驀然竟是你 莉莎·克莱佩 16086 2018-03-18
傅奧斯在下班前最後一次巡視公司,到每一層樓檢查裝備並鎖門。他在傑克辦公室門前停下腳步。屋裡還有燈光,一股奇異的氣味由門後傳來:刺鼻的煙味。奧斯略帶警覺的敲敲門,用肩膀推開門進去。 “狄先生……” 傅奧斯停下來,帶著明顯的驚異打量著這個同時是他的老闆跟朋友的人。傑克坐在總是堆滿文件和書籍的辦公桌後面,好整以暇的抽著一隻長雪茄。桌上有一個堆滿雪茄煙蒂的水晶碟子,和一個半滿的杉木雪茄盒,在在都說明了他已經抽了一段時間。 為了在開口前先整理好思緒,傅奧斯摘下眼鏡細心的擦拭著。他重新戴上眼鏡,試探性的看了傑克一眼。
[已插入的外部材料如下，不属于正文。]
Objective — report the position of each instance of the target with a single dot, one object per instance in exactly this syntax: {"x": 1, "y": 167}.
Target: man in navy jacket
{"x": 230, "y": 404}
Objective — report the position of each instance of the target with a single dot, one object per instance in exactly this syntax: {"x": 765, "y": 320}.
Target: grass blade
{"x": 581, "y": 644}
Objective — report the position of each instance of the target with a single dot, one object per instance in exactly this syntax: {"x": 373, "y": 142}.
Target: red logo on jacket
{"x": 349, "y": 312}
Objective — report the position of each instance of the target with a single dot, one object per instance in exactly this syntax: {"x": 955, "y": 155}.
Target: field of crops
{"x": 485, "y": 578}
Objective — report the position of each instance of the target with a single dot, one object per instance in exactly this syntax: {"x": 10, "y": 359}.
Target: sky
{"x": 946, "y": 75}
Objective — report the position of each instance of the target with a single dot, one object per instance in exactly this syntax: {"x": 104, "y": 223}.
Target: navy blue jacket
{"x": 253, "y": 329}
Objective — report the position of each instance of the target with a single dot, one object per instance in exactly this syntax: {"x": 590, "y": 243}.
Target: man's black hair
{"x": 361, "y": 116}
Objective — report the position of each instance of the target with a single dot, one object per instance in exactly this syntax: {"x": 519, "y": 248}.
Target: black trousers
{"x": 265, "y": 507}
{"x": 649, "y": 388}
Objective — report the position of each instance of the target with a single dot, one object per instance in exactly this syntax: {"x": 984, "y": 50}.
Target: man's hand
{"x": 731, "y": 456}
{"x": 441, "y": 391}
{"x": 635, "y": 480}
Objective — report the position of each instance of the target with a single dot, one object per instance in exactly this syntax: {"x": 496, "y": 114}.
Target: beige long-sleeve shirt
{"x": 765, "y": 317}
因為覺得有必要在員工面前展現絕對的尊重,他很少直呼傑克的名字,但現在他刻意這麼做,一方面因為大家都下班回家了,另一方面奧斯覺得有必要喚起和他童年起便建立的關係。

“傑克,”他輕輕的說。 “我不知道你抽煙。” “今天我想抽。”傑克又吸了一口煙,瞇起藍色的眼睛盯著傅奧斯的臉。 “回家去吧,奧斯,我今天不想說話。” 奧斯故意裝作沒聽見他低聲的命令,信步走到窗邊把鎖打開,推開窗戶讓清新的微風吹進煙霧瀰漫的屋子裡。空氣中充塞的藍色煙霧漸漸的散去。傑克冷冷的視線還盯著他,奧斯走到桌前,看了看那盒雪茄,拿了一枝。 “我可以抽一枝嗎?” 傑克咕噥著同意了,拿起酒杯,兩口乾掉杯裡的威士忌。傅奧斯由口袋裡拿出一把小剪刀,想剪斷雪茄頭,但是包著雪茄的菸葉太硬,怎樣也剪不斷。他一直跟雪茄奮戰著,直到傑克冷笑一聲,伸出手來。 “把那個鬼東西給我。” 傑克由抽屜裡變出一把鋒利的刀子,繞著雪茄煙頭深深的切了一圈,割掉被剪得參差不齊的地方。他把雪茄跟一盒火柴遞給傅奧斯,看著他點燃並抽起,直到煙草輕飄出一股苦澀又芬芳的氤氳。

坐在旁邊的椅子裡,傅奧斯沉默的陪他吞雲吐霧,一邊思索著該對這個老朋友怎麼說。事實上,傑克現在的樣子跟鬼一樣憔悴。連續幾周無節制的工作、酗酒加上睡眠不足,終於搞垮了他,奧斯從來沒有看過他這副模樣。 奧斯從不認為傑克是一個快樂的人,他似乎認為人生是一場非贏不可的戰鬥,而不是一種享受。鑑於傑克的過去,沒人可以怪他,但傑克從來都像是天下無敵的,只要生意一切順遂,他總是迷人的倨傲、冷淡、以冷嘲熱諷和穩健的頭腦來面對壞消息。 然而現在,傑克很明顯的陷於煩惱之中,被一件他很在意的事所折磨。天下無敵的意念被剝除了,只留下一個痛苦到無處可逃的男人。 傅奧斯毫無困難的警覺出他煩惱的開端,就是傑克跟曼笛初次見面的一刻。 “傑克,”他謹慎的說。 “我看得出來你最近有煩惱。不知道你想不想跟我談談這件事,或這個人……”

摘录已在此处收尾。